A street criminal aiming to pick up some easy money instead found himself in the gun sights of a Subway employee who wasn’t going to go down without a fight.
It was not a profitable experience for the thug, Pittsburgh police reported.
According to WPXI, the thug burst into a Subway restaurant on Pittsburgh’s bustling East Carson Street about 8 a.m. Friday, brandished what turned out to be a BB gun, and demanded money from store employees.

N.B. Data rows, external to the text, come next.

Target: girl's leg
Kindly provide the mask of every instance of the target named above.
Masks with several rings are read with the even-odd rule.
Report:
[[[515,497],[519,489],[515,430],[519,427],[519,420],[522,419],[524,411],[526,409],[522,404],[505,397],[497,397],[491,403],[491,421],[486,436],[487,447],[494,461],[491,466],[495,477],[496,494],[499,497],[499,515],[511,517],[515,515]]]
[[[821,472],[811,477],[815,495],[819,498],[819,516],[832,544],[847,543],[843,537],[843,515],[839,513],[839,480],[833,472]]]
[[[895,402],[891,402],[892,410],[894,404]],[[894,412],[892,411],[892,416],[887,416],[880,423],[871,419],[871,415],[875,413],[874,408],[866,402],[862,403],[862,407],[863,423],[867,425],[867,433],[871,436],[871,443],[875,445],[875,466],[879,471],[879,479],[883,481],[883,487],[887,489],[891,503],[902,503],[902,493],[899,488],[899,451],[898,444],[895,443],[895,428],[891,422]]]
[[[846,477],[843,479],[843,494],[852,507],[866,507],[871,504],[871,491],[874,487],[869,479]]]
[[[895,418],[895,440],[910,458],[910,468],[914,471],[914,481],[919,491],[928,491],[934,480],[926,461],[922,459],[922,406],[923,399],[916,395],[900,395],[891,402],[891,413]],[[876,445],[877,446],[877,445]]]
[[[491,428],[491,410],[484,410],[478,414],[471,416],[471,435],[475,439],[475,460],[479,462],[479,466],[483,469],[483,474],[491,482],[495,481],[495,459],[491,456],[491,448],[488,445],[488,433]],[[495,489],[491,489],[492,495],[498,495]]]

Unfortunately for the thief, but luckily for the restaurant, one of the threatened employees turned out to have a concealed weapons permit – and was carrying a very real 9 mm Glock.

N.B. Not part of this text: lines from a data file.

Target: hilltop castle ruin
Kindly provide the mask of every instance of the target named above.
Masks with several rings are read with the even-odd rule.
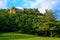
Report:
[[[16,13],[16,12],[30,12],[30,11],[33,11],[33,12],[39,12],[37,11],[38,9],[32,9],[32,8],[24,8],[24,9],[18,9],[18,8],[15,8],[15,7],[11,7],[9,13]]]
[[[16,13],[15,7],[12,7],[12,8],[10,9],[10,12],[9,12],[9,13]]]

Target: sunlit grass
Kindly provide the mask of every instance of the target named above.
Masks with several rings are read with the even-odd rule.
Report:
[[[1,33],[0,40],[60,40],[60,38],[40,37],[21,33]]]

“One of the employees who has a concealed-carry permit and has a firearm apparently felt threatened for him and the other employees in the store, and shot the [robber] at least once,” Pittsburgh police spokeswoman Emily Schaffer told the station.
Check out the WPXI report here.
The gunman, identified as 47-year-old Calving Smith, was hit at least once, but still managed to crawl out through a window of the restaurant that was broken during the robbery, WPXI reported.

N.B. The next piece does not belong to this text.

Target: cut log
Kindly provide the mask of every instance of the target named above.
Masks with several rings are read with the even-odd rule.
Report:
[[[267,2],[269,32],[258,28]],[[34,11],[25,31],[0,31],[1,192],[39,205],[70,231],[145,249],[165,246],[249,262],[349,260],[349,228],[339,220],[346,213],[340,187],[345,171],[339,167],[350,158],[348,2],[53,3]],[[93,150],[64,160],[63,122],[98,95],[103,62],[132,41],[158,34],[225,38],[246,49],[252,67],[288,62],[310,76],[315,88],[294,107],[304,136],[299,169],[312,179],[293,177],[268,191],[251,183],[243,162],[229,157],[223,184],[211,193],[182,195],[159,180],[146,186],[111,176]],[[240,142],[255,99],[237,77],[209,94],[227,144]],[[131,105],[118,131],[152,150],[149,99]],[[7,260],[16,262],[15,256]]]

He made it to a waiting Mercedes Benz, where a man and woman drove him to a local hospital, the station reported.
Smith was treated at Allegheny Regional Hospital for wounds to his neck, chest and abdomen, WPXI reported.
The couple who picked Smith up after the robbery were located when state police trooper spotted their vehicle, which had been described by witnesses, outside a home in another part of the city. The couple told police they had given Smith a ride, but didn’t know he was on his way to commit a robbery.
They said he made a phone call from their car on the way to the hospital, telling someone he’d been shot.
The man and woman were detained, but it wasn’t clear whether they would be charged in the incident, according to WTAE.
The Subway employee who shot the bungling criminal was not identified in the media, but workers at neighboring businesses said they were glad he was around – with the Glock at the ready, and the Second Amendment on his side.
“I believe he did what he had to do to protect his co-workers in there, and if there was any customers in there, I’m not aware of,” a cook at a restaurant nearby told WTAE. “He took care of business. He had to do what he had to do.”